Jest nowe prawo, pensje prezesów banków w górę?

Koniec z milionowymi wynagrodzeniami dla prezesów, którzy swoje banki doprowadzili na skraj upadłości. Od nowego roku banki będą musiały zgłaszać do KNF listę osób zarabiających powyżej miliona euro, a szefowie banków na swoje wynagrodzenie poczekają nawet pięć lat. Chyba że banki zaczną płacić więcej...

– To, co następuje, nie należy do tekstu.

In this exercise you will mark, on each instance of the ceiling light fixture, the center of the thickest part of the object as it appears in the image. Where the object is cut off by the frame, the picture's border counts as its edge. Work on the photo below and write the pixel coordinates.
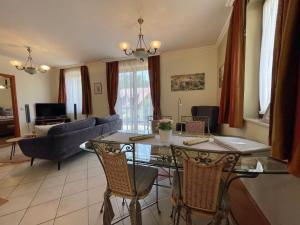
(28, 67)
(141, 52)
(5, 86)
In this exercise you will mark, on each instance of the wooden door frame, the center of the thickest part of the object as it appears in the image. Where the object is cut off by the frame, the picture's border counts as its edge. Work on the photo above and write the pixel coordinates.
(14, 102)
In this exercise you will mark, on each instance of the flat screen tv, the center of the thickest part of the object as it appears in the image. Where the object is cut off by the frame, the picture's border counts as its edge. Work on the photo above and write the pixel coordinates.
(50, 110)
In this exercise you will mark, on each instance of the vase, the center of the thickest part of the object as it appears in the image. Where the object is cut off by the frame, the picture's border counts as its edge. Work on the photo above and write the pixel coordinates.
(165, 135)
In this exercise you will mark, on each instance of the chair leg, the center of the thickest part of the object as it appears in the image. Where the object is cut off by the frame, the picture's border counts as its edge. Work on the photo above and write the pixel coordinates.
(158, 210)
(170, 176)
(178, 215)
(31, 162)
(101, 210)
(172, 212)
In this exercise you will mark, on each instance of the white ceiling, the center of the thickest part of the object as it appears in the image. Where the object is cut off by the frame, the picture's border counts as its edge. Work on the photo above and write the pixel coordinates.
(67, 32)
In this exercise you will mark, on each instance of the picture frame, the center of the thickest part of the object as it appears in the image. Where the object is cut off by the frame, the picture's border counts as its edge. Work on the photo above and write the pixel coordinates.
(97, 88)
(221, 74)
(188, 82)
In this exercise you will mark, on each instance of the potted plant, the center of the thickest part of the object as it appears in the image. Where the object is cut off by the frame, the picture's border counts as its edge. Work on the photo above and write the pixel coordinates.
(165, 129)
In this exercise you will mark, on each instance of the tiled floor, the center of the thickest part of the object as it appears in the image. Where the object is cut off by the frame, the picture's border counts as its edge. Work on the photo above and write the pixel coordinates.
(43, 195)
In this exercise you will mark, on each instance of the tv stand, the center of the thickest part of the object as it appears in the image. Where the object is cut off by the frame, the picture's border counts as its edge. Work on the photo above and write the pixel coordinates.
(49, 121)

Prezes Lehman Brothers Richard Fuld rok przed upadkiem banku dostał premię w wysokości 34 mln dolarów.
Źródło zdjęć: © AFP

Komisja Nadzoru Finansowego wdrożyła w Polsce unijną dyrektywę, która ma sprawić, że zarządzający bankami przestaną śrubować wyniki finansowe ryzykownymi krótkoterminowymi działaniami. To efekt nauczki po kryzysie finansowym. Gigantyczne premie dla prezesów banków, które doprowadziły do światowego kryzysu, do dziś wywołują emocje na całym świecie.

Na przykład Richard Fuld, czyli prezes Lehman Brothers - banku, od którego bankructwa przyjmuje się datę rozpoczęcia globalnego kryzysu - dostał za 2007 rok premię w wysokości 34 mln dolarów. Z kolei w 2008 roku, kiedy pieniądze podatników USA ratowały upadający Merrill Lynch, jego zarząd dostał premię w wysokości ponad 200 mln dolarów. Przeciwko gigantycznym wynagrodzeniom protestowały nawet zakonnice, mające udziały w banku Goldman Sachs.

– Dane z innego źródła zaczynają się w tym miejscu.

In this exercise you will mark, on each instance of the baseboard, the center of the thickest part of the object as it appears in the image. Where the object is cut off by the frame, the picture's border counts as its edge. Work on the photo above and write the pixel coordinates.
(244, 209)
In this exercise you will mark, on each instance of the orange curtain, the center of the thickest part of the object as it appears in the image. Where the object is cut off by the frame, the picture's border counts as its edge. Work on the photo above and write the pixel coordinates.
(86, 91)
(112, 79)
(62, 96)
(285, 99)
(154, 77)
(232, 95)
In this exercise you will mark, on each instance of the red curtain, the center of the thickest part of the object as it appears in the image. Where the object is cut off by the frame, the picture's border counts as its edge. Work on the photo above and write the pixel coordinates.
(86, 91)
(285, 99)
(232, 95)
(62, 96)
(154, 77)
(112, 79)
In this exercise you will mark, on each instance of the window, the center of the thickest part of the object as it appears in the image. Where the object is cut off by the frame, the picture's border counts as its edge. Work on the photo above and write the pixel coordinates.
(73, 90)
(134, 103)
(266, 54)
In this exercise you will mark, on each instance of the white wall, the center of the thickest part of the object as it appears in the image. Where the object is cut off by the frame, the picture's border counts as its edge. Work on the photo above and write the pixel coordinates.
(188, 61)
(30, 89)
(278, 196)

W Polsce banki nie miały takich problemów jak w USA, ale niektóre premie też przyprawiają o zawrót głowy. Rekordzistą jest Jan Krzysztof Bielecki, który gdy odchodził z Pekao SA (należy do włoskiego Unicredit), dostał 7,3 mln zł odprawy. Z kolei Józef Wancer w 2008 roku miał pensję razem z bonusami wynoszącą 5,7 mln zł.

KNF nie zamierza jednak obniżać nikomu wynagrodzenia. Nowe przepisy mają dotyczyć głównie wypłacania premii. Od nowego roku najwięcej zarabiający bankowcy będą tę niestałą część wynagrodzenia dostawać nie na koniec roku, ale z kilkuletnim okresem oczekiwania. KNF nakazuje, by minimum 40 proc. lub co najmniej 60 proc. przy szczególnie dużych kwotach zmiennego wynagrodzenia było wypłacane wciągu 3-5 lat. Jednocześnie minimum 50 proc. zmiennego wynagrodzenia mają stanowić akcje lub inne instrumenty finansowe powiązane z działalnością banku.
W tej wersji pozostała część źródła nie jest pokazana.